I want to learn web crawling with Java EE. I don't know where to start.
What are good books or tutorials?
I want to learn web crawling with Java EE. I don't know where to start.
What are good books or tutorials?
A web crawler can also be known as bot. Its a small program which crawls web pages using the links which are in the web pages. It involves parsing the HTML pages, extracting the links which can be used to traverse the web pages, you can refer this post for some basic explanation about web crawler and how it works.
There are various libraries available to implement a simple web crawler. JSoup is Java based library. It is one of the widely used library to parse HTML pages as it provides a very convenient API for extracting and manipulating data, using the best of DOM, CSS, and jquery-like methods.
Also there are various tutorials available on web. Refer to this simple tutorial for some simple java programs which demonstrates the use of JSoup in various ways.

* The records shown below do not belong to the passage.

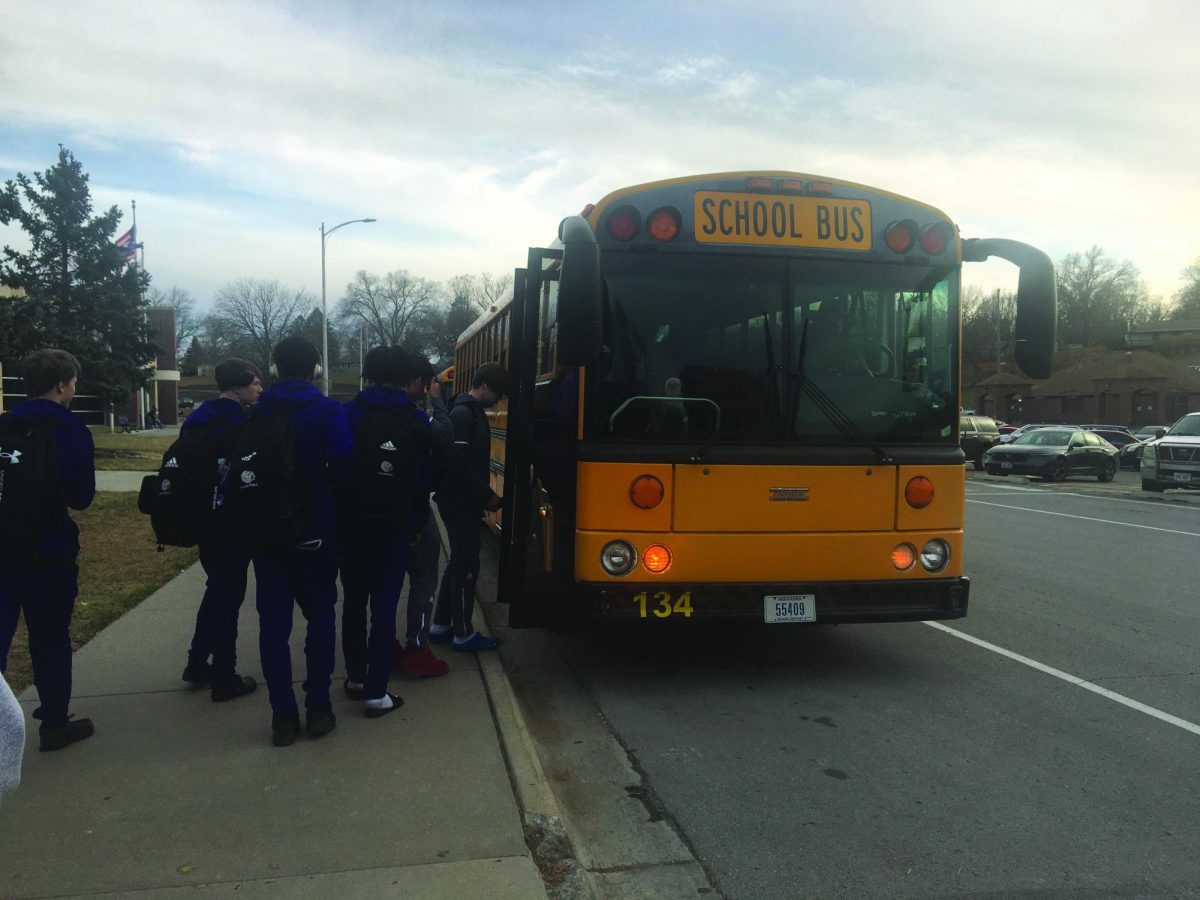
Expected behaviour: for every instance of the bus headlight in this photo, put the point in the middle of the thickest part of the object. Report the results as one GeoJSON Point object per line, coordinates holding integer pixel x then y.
{"type": "Point", "coordinates": [618, 557]}
{"type": "Point", "coordinates": [935, 555]}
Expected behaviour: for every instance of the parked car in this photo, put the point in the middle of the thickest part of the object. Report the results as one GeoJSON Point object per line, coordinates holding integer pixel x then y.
{"type": "Point", "coordinates": [1054, 453]}
{"type": "Point", "coordinates": [1173, 460]}
{"type": "Point", "coordinates": [976, 435]}
{"type": "Point", "coordinates": [1015, 433]}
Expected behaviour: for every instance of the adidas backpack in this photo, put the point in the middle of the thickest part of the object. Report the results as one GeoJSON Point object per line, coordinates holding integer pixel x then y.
{"type": "Point", "coordinates": [379, 493]}
{"type": "Point", "coordinates": [267, 501]}
{"type": "Point", "coordinates": [181, 498]}
{"type": "Point", "coordinates": [30, 487]}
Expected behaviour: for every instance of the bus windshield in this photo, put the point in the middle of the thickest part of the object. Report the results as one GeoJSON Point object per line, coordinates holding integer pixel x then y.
{"type": "Point", "coordinates": [719, 349]}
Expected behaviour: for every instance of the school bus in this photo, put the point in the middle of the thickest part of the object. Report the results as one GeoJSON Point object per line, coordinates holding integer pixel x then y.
{"type": "Point", "coordinates": [737, 395]}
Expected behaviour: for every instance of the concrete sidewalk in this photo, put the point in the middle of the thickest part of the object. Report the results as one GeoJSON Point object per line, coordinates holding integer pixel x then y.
{"type": "Point", "coordinates": [178, 793]}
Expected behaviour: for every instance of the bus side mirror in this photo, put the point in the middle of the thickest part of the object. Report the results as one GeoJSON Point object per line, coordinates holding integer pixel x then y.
{"type": "Point", "coordinates": [1037, 305]}
{"type": "Point", "coordinates": [580, 318]}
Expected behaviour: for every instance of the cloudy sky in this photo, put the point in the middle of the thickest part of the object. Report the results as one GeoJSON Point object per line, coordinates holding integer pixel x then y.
{"type": "Point", "coordinates": [471, 129]}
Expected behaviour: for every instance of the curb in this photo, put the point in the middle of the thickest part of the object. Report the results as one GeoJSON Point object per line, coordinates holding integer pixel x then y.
{"type": "Point", "coordinates": [546, 835]}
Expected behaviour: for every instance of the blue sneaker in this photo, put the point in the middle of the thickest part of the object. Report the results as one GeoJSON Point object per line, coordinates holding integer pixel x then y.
{"type": "Point", "coordinates": [477, 642]}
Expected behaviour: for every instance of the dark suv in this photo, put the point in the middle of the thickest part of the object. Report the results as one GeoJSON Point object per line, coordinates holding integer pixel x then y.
{"type": "Point", "coordinates": [976, 435]}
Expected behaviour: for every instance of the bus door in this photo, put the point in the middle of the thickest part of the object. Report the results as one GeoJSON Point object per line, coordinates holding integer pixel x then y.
{"type": "Point", "coordinates": [538, 532]}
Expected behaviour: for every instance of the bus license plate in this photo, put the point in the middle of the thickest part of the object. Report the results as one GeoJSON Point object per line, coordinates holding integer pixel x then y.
{"type": "Point", "coordinates": [790, 607]}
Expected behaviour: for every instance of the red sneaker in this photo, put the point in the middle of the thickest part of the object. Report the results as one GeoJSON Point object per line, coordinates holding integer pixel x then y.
{"type": "Point", "coordinates": [421, 663]}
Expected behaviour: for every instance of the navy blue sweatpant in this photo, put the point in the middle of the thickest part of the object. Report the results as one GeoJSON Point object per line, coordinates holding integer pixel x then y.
{"type": "Point", "coordinates": [45, 592]}
{"type": "Point", "coordinates": [372, 577]}
{"type": "Point", "coordinates": [306, 577]}
{"type": "Point", "coordinates": [216, 621]}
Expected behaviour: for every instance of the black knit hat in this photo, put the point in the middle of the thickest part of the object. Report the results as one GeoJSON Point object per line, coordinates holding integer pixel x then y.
{"type": "Point", "coordinates": [295, 358]}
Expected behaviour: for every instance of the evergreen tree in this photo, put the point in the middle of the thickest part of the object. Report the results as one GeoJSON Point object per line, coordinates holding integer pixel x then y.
{"type": "Point", "coordinates": [81, 294]}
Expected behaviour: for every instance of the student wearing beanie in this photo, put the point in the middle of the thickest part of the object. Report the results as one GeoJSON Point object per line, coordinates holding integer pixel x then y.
{"type": "Point", "coordinates": [304, 575]}
{"type": "Point", "coordinates": [225, 559]}
{"type": "Point", "coordinates": [43, 581]}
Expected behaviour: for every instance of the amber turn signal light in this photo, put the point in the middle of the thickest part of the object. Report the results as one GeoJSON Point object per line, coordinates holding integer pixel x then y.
{"type": "Point", "coordinates": [918, 492]}
{"type": "Point", "coordinates": [646, 492]}
{"type": "Point", "coordinates": [657, 558]}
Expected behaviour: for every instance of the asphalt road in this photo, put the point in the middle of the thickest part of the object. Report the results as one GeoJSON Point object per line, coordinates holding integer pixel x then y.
{"type": "Point", "coordinates": [905, 760]}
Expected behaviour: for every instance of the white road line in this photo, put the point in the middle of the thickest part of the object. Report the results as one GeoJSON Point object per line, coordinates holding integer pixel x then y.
{"type": "Point", "coordinates": [1072, 679]}
{"type": "Point", "coordinates": [1086, 519]}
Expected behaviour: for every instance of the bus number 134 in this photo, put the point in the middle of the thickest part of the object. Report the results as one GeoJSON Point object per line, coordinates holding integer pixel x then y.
{"type": "Point", "coordinates": [661, 605]}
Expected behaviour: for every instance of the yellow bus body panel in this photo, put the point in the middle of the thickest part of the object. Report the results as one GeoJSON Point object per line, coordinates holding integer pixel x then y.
{"type": "Point", "coordinates": [715, 558]}
{"type": "Point", "coordinates": [723, 526]}
{"type": "Point", "coordinates": [603, 497]}
{"type": "Point", "coordinates": [767, 498]}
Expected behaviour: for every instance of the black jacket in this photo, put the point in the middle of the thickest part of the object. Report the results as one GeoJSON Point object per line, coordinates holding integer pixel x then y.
{"type": "Point", "coordinates": [468, 477]}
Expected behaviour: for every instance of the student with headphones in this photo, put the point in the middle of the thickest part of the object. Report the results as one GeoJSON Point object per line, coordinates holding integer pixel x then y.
{"type": "Point", "coordinates": [303, 574]}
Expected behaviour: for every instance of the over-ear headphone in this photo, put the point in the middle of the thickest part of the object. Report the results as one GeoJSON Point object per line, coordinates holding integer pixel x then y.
{"type": "Point", "coordinates": [317, 371]}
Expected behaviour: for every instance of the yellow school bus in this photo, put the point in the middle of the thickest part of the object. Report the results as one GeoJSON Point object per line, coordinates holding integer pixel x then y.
{"type": "Point", "coordinates": [737, 395]}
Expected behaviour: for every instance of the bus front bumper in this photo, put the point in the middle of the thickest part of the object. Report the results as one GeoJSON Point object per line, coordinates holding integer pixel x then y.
{"type": "Point", "coordinates": [833, 601]}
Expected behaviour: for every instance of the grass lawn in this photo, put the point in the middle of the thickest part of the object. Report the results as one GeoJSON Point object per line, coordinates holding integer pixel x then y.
{"type": "Point", "coordinates": [130, 453]}
{"type": "Point", "coordinates": [119, 568]}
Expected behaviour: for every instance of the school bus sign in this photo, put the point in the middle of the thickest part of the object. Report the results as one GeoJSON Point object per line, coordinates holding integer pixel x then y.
{"type": "Point", "coordinates": [781, 221]}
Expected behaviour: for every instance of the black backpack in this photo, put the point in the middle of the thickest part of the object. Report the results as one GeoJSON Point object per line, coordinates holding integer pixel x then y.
{"type": "Point", "coordinates": [267, 501]}
{"type": "Point", "coordinates": [30, 484]}
{"type": "Point", "coordinates": [379, 495]}
{"type": "Point", "coordinates": [181, 498]}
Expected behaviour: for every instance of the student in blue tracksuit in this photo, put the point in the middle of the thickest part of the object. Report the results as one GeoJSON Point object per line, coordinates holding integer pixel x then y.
{"type": "Point", "coordinates": [43, 585]}
{"type": "Point", "coordinates": [304, 575]}
{"type": "Point", "coordinates": [225, 558]}
{"type": "Point", "coordinates": [373, 561]}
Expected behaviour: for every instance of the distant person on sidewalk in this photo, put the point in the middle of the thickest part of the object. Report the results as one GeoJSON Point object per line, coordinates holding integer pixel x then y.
{"type": "Point", "coordinates": [12, 741]}
{"type": "Point", "coordinates": [287, 459]}
{"type": "Point", "coordinates": [381, 511]}
{"type": "Point", "coordinates": [415, 657]}
{"type": "Point", "coordinates": [47, 462]}
{"type": "Point", "coordinates": [225, 557]}
{"type": "Point", "coordinates": [462, 501]}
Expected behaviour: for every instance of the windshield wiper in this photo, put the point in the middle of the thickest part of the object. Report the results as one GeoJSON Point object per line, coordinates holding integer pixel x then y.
{"type": "Point", "coordinates": [773, 367]}
{"type": "Point", "coordinates": [843, 423]}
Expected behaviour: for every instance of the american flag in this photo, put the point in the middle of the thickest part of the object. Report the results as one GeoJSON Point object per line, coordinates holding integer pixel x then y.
{"type": "Point", "coordinates": [129, 245]}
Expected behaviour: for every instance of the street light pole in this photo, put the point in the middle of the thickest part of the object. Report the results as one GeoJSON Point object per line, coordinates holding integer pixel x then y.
{"type": "Point", "coordinates": [324, 313]}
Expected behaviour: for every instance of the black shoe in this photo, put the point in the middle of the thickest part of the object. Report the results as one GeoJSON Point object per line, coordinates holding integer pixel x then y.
{"type": "Point", "coordinates": [239, 687]}
{"type": "Point", "coordinates": [285, 730]}
{"type": "Point", "coordinates": [321, 720]}
{"type": "Point", "coordinates": [64, 735]}
{"type": "Point", "coordinates": [375, 713]}
{"type": "Point", "coordinates": [198, 673]}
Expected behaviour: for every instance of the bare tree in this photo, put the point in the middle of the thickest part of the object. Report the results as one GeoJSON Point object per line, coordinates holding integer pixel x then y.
{"type": "Point", "coordinates": [187, 323]}
{"type": "Point", "coordinates": [483, 291]}
{"type": "Point", "coordinates": [258, 313]}
{"type": "Point", "coordinates": [393, 309]}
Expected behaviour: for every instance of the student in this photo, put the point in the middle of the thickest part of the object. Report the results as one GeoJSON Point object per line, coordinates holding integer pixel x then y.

A web crawler is an application that browses the Internet in general to index links, pages and so on. I can suggest you crawler4j which is Java based and open source.
A very good book about Web Data Mining in general is "Web Data Mining Exploring Hyperlinks, Contents, and Usage Data" by Bing Liu
Besides crawler4j, which is a really handsome crawler framework (and can easily be integraded in a Java EE environment).
Moreover you can take a look at Apache Nutch, which is a scalable and distributed crawler framework.